This attack bench was develop in the context of hardware hacking project in collaboration with a research team. The goal was to demonstrate that remote side-channel attacks on power consumption could work with various encryption algorithm and attack target.
The bench provides FPGA power sensors that can be implemented on a remote fabric. It can perform attacks on the electronic board that can be located on a distant server and communicate results to an orchestrating computer. It succeeded in breaking the encryption key used by the famous OpenSSL's AES algorithm.

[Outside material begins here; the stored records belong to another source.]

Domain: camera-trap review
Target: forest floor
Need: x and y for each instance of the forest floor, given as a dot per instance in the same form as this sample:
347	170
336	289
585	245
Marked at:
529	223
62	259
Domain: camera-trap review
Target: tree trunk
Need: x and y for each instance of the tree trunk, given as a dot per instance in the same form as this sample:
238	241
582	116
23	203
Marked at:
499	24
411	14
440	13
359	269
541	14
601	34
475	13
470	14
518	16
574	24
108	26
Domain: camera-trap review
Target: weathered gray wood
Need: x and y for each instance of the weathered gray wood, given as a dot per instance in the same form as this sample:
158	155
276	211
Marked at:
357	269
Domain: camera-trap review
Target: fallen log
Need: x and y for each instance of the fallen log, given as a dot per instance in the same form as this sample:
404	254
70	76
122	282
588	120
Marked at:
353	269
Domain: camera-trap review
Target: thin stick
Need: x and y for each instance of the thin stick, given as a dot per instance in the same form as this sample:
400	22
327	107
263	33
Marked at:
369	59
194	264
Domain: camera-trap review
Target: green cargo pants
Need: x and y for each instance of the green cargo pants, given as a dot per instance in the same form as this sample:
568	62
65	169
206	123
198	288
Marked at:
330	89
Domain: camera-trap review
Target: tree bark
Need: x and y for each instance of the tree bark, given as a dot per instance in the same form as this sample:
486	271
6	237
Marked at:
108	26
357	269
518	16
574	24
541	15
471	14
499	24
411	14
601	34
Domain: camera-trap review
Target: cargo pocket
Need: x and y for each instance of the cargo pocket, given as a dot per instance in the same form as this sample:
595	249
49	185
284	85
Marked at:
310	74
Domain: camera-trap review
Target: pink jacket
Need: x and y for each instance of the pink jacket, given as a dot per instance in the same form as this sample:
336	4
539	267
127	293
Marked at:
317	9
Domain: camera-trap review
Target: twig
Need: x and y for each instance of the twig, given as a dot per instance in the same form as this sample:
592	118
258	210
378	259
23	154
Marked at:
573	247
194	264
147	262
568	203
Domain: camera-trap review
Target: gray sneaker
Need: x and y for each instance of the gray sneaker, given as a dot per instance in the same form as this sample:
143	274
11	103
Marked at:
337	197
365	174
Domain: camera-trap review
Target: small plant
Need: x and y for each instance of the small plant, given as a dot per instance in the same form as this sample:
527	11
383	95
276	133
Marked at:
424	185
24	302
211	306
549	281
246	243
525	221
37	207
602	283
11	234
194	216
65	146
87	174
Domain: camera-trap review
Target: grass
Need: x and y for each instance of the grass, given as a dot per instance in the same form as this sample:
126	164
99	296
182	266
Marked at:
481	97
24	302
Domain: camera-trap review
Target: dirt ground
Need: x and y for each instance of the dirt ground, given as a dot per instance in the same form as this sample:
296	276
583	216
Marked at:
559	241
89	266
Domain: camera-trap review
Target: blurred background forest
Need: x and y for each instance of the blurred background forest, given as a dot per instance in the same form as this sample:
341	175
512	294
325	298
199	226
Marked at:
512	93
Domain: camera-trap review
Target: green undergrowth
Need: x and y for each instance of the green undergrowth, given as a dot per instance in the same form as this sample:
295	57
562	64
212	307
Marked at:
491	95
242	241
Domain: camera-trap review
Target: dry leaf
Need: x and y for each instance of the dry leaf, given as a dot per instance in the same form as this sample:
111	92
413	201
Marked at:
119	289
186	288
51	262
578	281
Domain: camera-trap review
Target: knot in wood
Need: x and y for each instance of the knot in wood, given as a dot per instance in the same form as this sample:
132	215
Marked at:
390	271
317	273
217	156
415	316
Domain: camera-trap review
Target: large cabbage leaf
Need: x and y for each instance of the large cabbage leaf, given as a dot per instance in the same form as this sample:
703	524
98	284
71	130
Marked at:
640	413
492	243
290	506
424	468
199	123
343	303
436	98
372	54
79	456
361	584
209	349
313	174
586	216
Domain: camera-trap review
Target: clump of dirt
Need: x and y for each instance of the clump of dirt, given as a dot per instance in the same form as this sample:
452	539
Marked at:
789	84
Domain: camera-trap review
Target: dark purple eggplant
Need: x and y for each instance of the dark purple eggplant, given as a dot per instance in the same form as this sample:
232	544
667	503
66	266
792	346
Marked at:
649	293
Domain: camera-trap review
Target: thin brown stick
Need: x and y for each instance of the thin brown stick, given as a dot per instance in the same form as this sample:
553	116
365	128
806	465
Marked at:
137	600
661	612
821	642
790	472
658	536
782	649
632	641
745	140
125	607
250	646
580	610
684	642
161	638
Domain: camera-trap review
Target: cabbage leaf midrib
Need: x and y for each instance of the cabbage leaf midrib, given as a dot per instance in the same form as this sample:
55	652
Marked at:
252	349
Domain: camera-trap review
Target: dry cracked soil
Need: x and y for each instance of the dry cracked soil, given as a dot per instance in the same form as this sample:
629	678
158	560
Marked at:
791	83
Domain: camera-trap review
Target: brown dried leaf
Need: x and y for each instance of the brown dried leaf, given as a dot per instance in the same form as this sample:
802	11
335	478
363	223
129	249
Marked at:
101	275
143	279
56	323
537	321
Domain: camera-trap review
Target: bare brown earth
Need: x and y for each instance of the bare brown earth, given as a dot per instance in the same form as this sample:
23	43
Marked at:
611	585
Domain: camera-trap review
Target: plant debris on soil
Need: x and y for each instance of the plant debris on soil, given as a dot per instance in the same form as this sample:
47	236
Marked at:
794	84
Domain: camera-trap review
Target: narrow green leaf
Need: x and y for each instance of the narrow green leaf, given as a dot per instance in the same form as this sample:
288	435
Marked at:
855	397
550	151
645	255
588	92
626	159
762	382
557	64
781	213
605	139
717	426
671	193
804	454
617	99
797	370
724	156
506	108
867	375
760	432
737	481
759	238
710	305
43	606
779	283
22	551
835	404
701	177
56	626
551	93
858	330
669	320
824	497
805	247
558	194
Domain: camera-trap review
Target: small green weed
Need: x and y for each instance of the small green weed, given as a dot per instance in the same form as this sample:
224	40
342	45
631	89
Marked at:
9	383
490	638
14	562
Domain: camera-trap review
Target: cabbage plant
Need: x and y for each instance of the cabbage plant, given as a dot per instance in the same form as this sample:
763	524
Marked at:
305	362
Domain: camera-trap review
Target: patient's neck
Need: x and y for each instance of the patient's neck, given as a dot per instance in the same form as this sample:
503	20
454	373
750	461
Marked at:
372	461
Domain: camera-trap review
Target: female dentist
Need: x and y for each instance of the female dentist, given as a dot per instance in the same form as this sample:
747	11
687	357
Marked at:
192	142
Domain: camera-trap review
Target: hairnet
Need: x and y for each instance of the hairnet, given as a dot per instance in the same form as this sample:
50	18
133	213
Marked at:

The main components of the bench are:
- The FPGA power consumption TDC and RO sensors
- The driver and communication C application running on the board
- The ochestrating Python software that perform computation for key breaking
The main demonstration flow with this bench goes as follows:
- Configure the board with the target encryption algorithm, could be CPU or FPGA
- Add in the fabric the malicious power sensor
- Launch power consumption acquisition
- Retrieve the data in the ochestrating application
- Compute encryption key guess and reiterate until sufficient
In the context of the bench we know the key used so we could test our guesses, this is how we know that the encryption worked.
Several challenges raised during this project, and it was really interesting to tackle each:
- Ensure correct scaling and configuration of the power sensor the attack a broad enough range of target
- Optimize board to computer communication to optimize bandwith consumption and accelerate attack
- Optimize the attack software to balance between waiting for the data and computing
The first challenge was mainly about hacking VHDL synthesis tools to manually place components in the fabric in a way that is consistent. I then implement a custom communication protocol for the power consumption that sent raw data to the computer in chunks to avoid having to many communication. Finally, the ochestrating software was using double-buffer in order to process result while acquiring new power consumption traces.
This project was one of the most rewarding for me and we achieved attacks on a various range of configuration. Thus, we won the IEEE 2022 Host SymposiumBEST hardware demo award.
The project have been used by many engineers, researchers and enthusiast since and I am still maintaining the project on GitHub.